Der neue User muss bei der Registrierung (name, password und email) angeben. Natürlich kann ich das Problem mit zwei Anfragen leicht lösen. Ich würde gerne die kürzere Version einsetzen.

Tabelle:  kunden (email = unique)
+---------+---------+-------------+------------+
| userid | name | passwort | email    |
+---------+---------+-------------+------------+
|   1      |  anja  |   123      | a@a.de |
|   2      |  tom   |   321      | b@b.de |
|   3      |  bob   |   yxz      | c@c.de |
+---------+---------+------------+-------------+

Folgende Daten hat der neue user in das Eingabeformular eingegeben:
name = tim
password = supergeheim
email = a@a.de

Diese Anweisung funktioniert nicht.

SELECT userid, name, password, email, IF (email='a@a.de', 0, INSERT INTO kunden (name, password, email) VALUES ('roy', 'geheim', 'd @d.de') ) from kunden

Würde mich über jede Hilfe freuen.

Gruß
Aaron


----------



## Deletemaster (16. Juni 2007)

Hallo, ich glaube du hast einen kleinen Fehler in deiner Query.
Du selektierst die email und prüfst ob die emailadresse vorhanden ist.
Vielleicht wäre es sinnvoller, zu prüfen, ob die emailadresse NICHT vorhanden ist und dann den INSERT-Befehl.

Eventuell:

SELECT email,
IF(email *!=*'*d@d.de*', INSERT INTO kunden (name, password, email) VALUES ('roy', 'geheim', '*d @d.de*') ) FROM kunden

werde es gleich mal ausprobieren.

Klappt nicht, werde mal nachsehen...


----------



## Deletemaster (16. Juni 2007)

Also direkt in mysql habe ich keine Lösung gefunden, die beide Abfragen in eine vereint.
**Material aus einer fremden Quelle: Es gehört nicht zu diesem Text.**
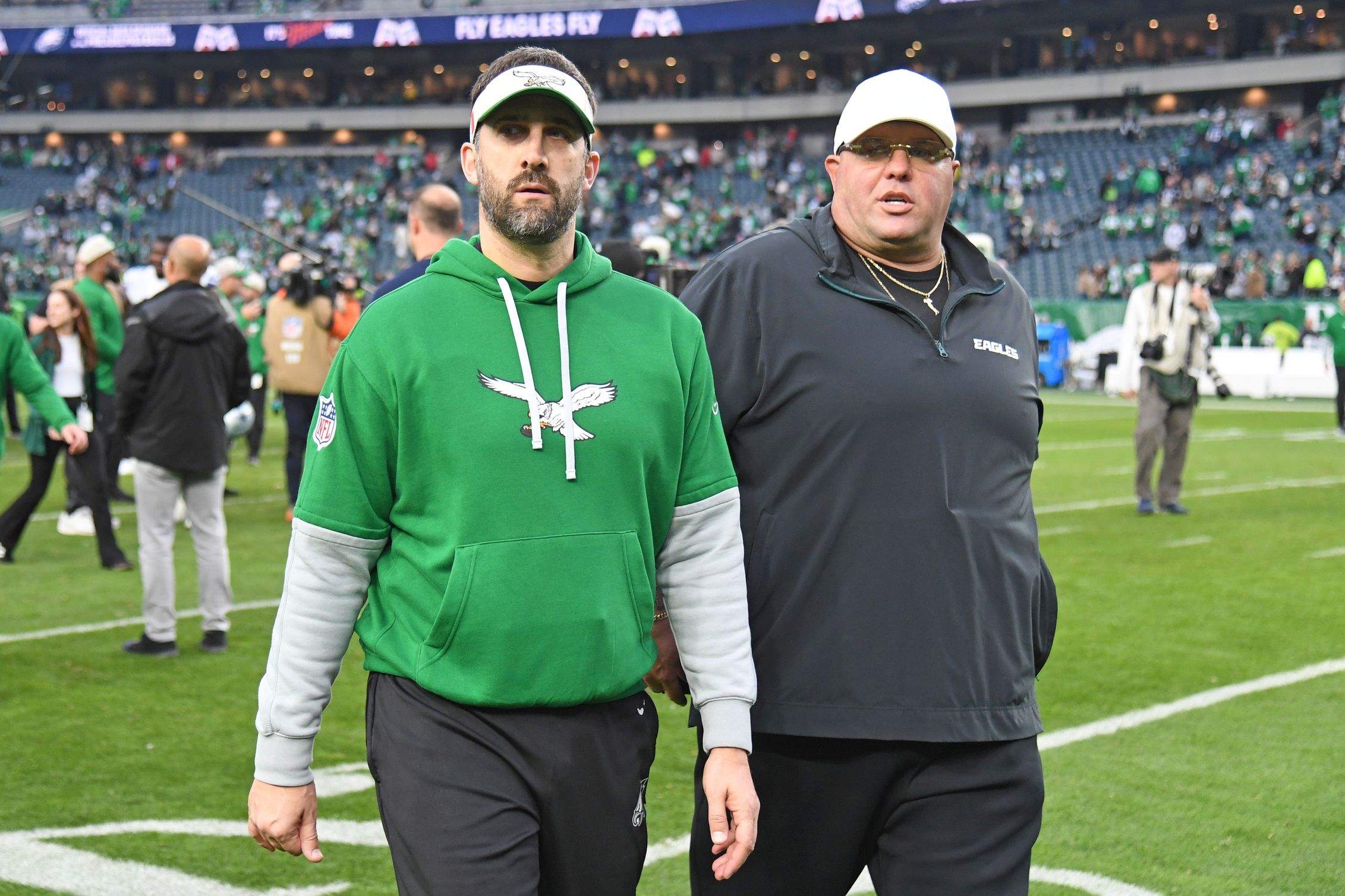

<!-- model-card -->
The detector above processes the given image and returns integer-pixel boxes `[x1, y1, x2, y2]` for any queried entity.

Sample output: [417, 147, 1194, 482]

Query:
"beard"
[476, 157, 584, 246]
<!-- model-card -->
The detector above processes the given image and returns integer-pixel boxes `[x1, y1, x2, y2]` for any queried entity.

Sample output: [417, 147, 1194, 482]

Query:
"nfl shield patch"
[313, 392, 336, 451]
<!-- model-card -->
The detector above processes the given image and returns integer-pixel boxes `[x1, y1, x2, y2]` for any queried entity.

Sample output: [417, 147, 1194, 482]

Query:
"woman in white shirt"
[0, 285, 132, 570]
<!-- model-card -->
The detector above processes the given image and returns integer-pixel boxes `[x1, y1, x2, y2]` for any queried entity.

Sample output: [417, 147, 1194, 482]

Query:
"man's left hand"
[644, 610, 686, 706]
[701, 747, 761, 880]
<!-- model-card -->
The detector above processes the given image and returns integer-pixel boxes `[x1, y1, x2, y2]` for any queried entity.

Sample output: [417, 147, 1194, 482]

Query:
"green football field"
[0, 396, 1345, 896]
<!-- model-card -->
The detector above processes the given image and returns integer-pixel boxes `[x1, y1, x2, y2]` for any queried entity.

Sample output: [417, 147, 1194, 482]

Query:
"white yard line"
[1037, 658, 1345, 749]
[1308, 548, 1345, 560]
[1163, 535, 1214, 548]
[1037, 477, 1345, 516]
[0, 600, 280, 645]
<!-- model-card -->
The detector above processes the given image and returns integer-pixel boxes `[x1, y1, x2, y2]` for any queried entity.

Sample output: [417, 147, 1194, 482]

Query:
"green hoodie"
[295, 234, 737, 706]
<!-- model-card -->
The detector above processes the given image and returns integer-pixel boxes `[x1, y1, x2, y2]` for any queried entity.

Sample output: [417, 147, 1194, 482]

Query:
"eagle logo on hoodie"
[476, 370, 616, 441]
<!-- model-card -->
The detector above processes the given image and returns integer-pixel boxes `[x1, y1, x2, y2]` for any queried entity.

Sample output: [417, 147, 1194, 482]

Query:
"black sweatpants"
[690, 733, 1044, 896]
[0, 398, 127, 566]
[364, 673, 659, 896]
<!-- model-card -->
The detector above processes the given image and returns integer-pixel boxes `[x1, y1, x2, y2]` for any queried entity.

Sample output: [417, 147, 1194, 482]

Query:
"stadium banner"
[0, 0, 1006, 56]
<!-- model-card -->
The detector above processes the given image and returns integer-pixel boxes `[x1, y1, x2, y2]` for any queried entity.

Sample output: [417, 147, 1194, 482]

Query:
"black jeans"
[280, 392, 317, 507]
[0, 398, 127, 566]
[247, 377, 266, 458]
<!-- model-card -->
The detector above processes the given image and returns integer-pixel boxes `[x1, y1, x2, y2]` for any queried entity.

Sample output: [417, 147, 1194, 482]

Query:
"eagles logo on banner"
[313, 392, 336, 451]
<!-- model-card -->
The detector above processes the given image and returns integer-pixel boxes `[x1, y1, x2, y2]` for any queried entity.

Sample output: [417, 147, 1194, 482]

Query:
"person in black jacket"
[117, 235, 251, 657]
[672, 70, 1056, 896]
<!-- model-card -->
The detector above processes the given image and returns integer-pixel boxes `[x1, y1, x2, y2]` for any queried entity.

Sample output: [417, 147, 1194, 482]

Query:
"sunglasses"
[838, 137, 952, 166]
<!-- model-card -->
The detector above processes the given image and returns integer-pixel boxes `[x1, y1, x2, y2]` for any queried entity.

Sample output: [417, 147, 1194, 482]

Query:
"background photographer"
[1116, 249, 1218, 514]
[261, 253, 332, 520]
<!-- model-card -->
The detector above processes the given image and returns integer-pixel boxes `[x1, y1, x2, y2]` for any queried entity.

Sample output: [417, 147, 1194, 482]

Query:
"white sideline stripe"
[1308, 548, 1345, 560]
[0, 600, 280, 645]
[1037, 477, 1345, 516]
[1037, 658, 1345, 749]
[32, 494, 289, 522]
[1163, 535, 1214, 548]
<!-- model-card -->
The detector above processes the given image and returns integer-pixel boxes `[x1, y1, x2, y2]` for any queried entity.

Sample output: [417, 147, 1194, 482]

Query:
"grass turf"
[0, 396, 1345, 896]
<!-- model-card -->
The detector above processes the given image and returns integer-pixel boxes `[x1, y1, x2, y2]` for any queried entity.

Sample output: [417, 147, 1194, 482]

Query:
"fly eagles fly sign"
[0, 0, 1011, 56]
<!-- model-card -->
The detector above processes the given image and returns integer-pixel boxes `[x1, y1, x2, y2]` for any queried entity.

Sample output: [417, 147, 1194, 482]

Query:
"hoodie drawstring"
[496, 277, 542, 451]
[556, 280, 577, 480]
[496, 277, 577, 480]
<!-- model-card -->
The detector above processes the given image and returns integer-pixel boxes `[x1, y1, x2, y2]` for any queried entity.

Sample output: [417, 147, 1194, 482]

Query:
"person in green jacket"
[249, 47, 758, 896]
[70, 234, 132, 510]
[1322, 292, 1345, 438]
[0, 286, 131, 570]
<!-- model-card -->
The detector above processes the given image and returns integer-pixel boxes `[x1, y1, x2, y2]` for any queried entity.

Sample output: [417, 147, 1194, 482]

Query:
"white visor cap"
[467, 66, 593, 140]
[831, 68, 957, 152]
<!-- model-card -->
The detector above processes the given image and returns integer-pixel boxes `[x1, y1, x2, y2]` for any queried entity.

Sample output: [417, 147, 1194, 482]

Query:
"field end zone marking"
[1308, 548, 1345, 560]
[1163, 535, 1214, 548]
[0, 600, 280, 645]
[1037, 477, 1345, 516]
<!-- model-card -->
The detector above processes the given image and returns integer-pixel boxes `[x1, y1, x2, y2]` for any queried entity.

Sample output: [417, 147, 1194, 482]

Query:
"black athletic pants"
[1335, 365, 1345, 429]
[690, 733, 1044, 896]
[0, 398, 127, 566]
[364, 673, 659, 896]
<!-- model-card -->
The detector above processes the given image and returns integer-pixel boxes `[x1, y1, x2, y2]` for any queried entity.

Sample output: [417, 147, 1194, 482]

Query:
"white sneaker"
[56, 507, 93, 535]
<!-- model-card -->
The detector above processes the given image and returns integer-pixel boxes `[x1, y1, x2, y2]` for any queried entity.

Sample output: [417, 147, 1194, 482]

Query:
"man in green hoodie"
[249, 47, 758, 896]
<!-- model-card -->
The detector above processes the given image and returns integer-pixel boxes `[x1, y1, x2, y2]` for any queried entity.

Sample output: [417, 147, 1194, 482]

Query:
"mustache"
[505, 171, 561, 197]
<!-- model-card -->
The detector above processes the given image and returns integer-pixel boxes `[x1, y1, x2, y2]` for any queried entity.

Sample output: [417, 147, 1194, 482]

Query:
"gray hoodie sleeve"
[656, 487, 756, 750]
[256, 519, 388, 787]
Für solche Dinge benutze ich in C# zwei Funktionen:

1. Datensatz suchen/vergleichen
Dazu nutze ich den DataReader, wenn dieser einen Datensatz findet:
*If* DataReader read()
... Ausgabe zb. "Datensatz schon vorhanden"
*else*
2. Funktion aufrufen, die den neuen Datensatz einfügt

Es gibt aber sicher eine Lösung für mysql, die Deiner Vorstellung entspricht...


----------



## lmarkus31 (16. Juni 2007)

Hallo,

ich sehe zwei Möglichkeiten:

1. Einen UNIQUE Key bzw. Primary Key auf die Spalte "email" legen. Damit erledigt das die Datenbank selbst, wenn es dir nur darum geht, das "nichts" passiert, wenn die Adresse schon da ist.

2. Eine Stored Procedure schreiben, die zuerst das SELECT durchführt um zu prüfen ob ein Datensatz mit der Email schon vorhanden ist und danach das INSERT ausführt.

Markus


----------



## seltsammithut (17. Juni 2007)

lmarkus31 hat gesagt.:


> Hallo,
> 1. Einen UNIQUE Key bzw. Primary Key auf die Spalte "email" legen. Damit erledigt das die Datenbank selbst, wenn es dir nur darum geht, das "nichts" passiert, wenn die Adresse schon da ist.


Ich hätte dazu eine Frage, wenn man das mit einen UNIQUE Key lösen würde, erspart man sich ja einen Query, sehe ich das richtig? Oder wo liegt der Vorteil gegenüber deiner zweiten Lösung? Bisher habe ich alles nach deiner zweiten Lösung geschrieben, wenn aber Lösung Nr.1 Vorteile hat, dann überlege ich es mir auch...


----------



## lmarkus31 (17. Juni 2007)

Hallo,

ja, im ersten Fall ersparst du die die Query, da ja die Datenbank das INSERT-Statement ablehnt. Das heisst du gibtst immer nur das INSERT-Statement an. Dann kannst ja Du ja die Fehlernummer prüfen oder einfach den Fehlertext ausgeben.

Im zweiten Fall mit der Stored Procedure hat es den Vorteil, dass du den Vorgang (SELECT, und darauffolgendes INSERT bzw. gleich das INSERT-Statement und das dazugehörige Exception-Handling) gekapselt hast und ändern kannst, ohne den aufrufenden Code ändern zu müssen.

Markus


----------